None of these regimes will solve the core issues. They won’t stop the decimation of farmland and livelihoods from climate change, they won’t provide vast new store of foodstuffs to too many starving people, they cannot create solid economic growth or stem the tide of economic hardship and they cannot effectively reallocate dwindling natural resources to Malthusian swelling populations. What they can do is kill people, and perhaps in a vicious cycle of natural selection – aided by outbreaks of uncontained disease – will eliminate the “too many mouths to feed” in the cruelest way.
At a time where understanding and dialog are most necessary, we are instead drawing those immutable lines in the sand, and the rise of a need to retaliate with force is overwhelming. Of course brutal attacks on innocents living their lives in complete accordance with their own culture cannot never be accepted, explained or simply exonerated.
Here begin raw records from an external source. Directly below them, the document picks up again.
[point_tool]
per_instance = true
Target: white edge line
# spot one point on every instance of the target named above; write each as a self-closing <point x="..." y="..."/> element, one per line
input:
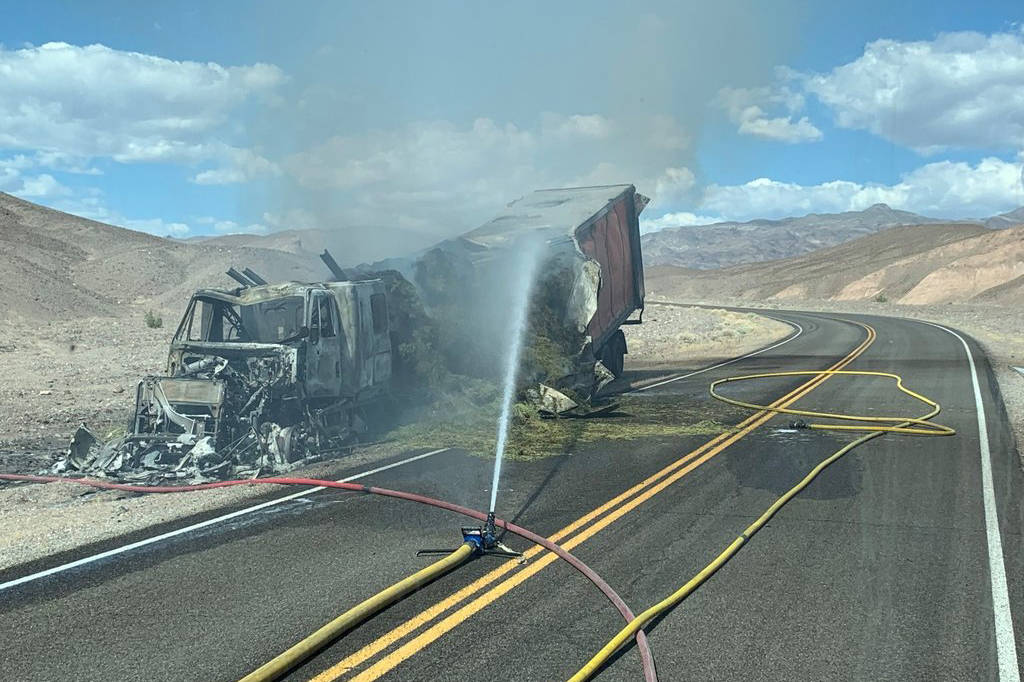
<point x="1006" y="644"/>
<point x="202" y="524"/>
<point x="800" y="330"/>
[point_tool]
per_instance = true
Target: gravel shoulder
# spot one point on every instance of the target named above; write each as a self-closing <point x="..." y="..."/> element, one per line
<point x="674" y="337"/>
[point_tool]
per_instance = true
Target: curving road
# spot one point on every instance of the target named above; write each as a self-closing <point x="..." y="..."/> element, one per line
<point x="904" y="560"/>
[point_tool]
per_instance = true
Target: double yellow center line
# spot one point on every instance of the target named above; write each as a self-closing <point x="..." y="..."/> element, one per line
<point x="591" y="523"/>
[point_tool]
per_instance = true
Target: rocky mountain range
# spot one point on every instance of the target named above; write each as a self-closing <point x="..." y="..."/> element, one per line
<point x="727" y="244"/>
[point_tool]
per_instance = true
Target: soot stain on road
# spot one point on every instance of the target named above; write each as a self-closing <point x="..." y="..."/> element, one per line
<point x="781" y="457"/>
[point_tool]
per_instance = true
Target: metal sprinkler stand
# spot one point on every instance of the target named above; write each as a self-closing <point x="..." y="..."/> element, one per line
<point x="484" y="540"/>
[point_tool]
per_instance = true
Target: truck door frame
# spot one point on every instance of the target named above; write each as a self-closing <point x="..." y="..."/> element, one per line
<point x="324" y="347"/>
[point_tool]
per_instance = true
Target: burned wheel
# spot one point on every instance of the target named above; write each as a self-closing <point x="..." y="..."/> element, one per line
<point x="613" y="352"/>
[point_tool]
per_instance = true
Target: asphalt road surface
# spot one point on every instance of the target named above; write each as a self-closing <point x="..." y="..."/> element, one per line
<point x="882" y="569"/>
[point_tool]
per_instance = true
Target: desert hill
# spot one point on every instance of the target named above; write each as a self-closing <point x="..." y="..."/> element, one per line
<point x="372" y="244"/>
<point x="1010" y="219"/>
<point x="934" y="263"/>
<point x="59" y="265"/>
<point x="726" y="244"/>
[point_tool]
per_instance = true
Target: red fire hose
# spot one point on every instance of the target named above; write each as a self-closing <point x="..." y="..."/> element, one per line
<point x="650" y="675"/>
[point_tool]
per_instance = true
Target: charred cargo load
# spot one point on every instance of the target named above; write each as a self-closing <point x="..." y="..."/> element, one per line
<point x="258" y="378"/>
<point x="589" y="284"/>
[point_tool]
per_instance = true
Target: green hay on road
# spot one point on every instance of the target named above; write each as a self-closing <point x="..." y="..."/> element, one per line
<point x="532" y="437"/>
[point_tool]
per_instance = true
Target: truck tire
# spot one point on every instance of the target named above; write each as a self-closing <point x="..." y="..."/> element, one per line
<point x="613" y="352"/>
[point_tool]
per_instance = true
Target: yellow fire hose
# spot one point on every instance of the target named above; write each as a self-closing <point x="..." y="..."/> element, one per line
<point x="916" y="426"/>
<point x="276" y="667"/>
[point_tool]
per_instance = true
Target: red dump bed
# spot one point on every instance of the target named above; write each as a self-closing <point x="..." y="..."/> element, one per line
<point x="612" y="239"/>
<point x="604" y="221"/>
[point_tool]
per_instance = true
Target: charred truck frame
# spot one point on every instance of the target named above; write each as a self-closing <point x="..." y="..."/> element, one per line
<point x="258" y="378"/>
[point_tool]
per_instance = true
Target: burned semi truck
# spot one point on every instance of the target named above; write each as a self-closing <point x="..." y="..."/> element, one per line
<point x="258" y="378"/>
<point x="265" y="376"/>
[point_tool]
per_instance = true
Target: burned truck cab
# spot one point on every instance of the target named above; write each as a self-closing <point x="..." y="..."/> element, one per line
<point x="276" y="371"/>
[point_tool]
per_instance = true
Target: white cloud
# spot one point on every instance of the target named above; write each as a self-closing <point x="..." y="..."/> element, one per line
<point x="745" y="109"/>
<point x="960" y="90"/>
<point x="291" y="219"/>
<point x="231" y="227"/>
<point x="676" y="219"/>
<point x="241" y="165"/>
<point x="441" y="178"/>
<point x="41" y="186"/>
<point x="944" y="188"/>
<point x="158" y="226"/>
<point x="579" y="125"/>
<point x="13" y="181"/>
<point x="70" y="103"/>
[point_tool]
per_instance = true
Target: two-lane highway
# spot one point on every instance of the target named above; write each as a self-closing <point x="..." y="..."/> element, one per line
<point x="886" y="567"/>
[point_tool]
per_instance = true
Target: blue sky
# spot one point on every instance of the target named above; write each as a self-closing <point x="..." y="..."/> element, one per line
<point x="421" y="121"/>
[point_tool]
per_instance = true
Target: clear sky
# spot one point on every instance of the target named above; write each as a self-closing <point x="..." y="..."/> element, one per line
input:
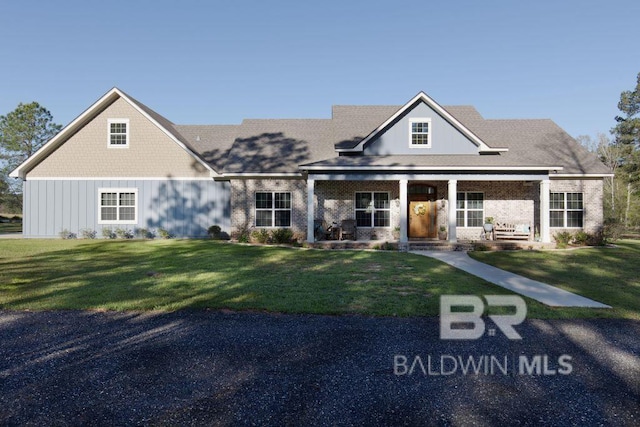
<point x="217" y="62"/>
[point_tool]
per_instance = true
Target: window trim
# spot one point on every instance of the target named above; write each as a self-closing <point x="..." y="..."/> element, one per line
<point x="272" y="209"/>
<point x="429" y="133"/>
<point x="566" y="209"/>
<point x="117" y="121"/>
<point x="118" y="191"/>
<point x="388" y="193"/>
<point x="466" y="210"/>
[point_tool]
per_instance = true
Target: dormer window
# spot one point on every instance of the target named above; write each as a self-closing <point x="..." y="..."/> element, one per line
<point x="420" y="133"/>
<point x="118" y="130"/>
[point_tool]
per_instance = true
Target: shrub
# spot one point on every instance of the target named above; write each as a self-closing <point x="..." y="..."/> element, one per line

What we can do, however, is measure our own reactions, step away from embracing simple solutions and stereotypes that in the long term provoke more of what we hate the most. As fear and loathing lurch this entire planet to the right, it just may be a time for us to mix protecting ourselves with a deeper understanding of what is really happening.
I’m Peter Dekom, and I just wonder how many are really listening or trying to understand or have simply made their minds up, no matter what.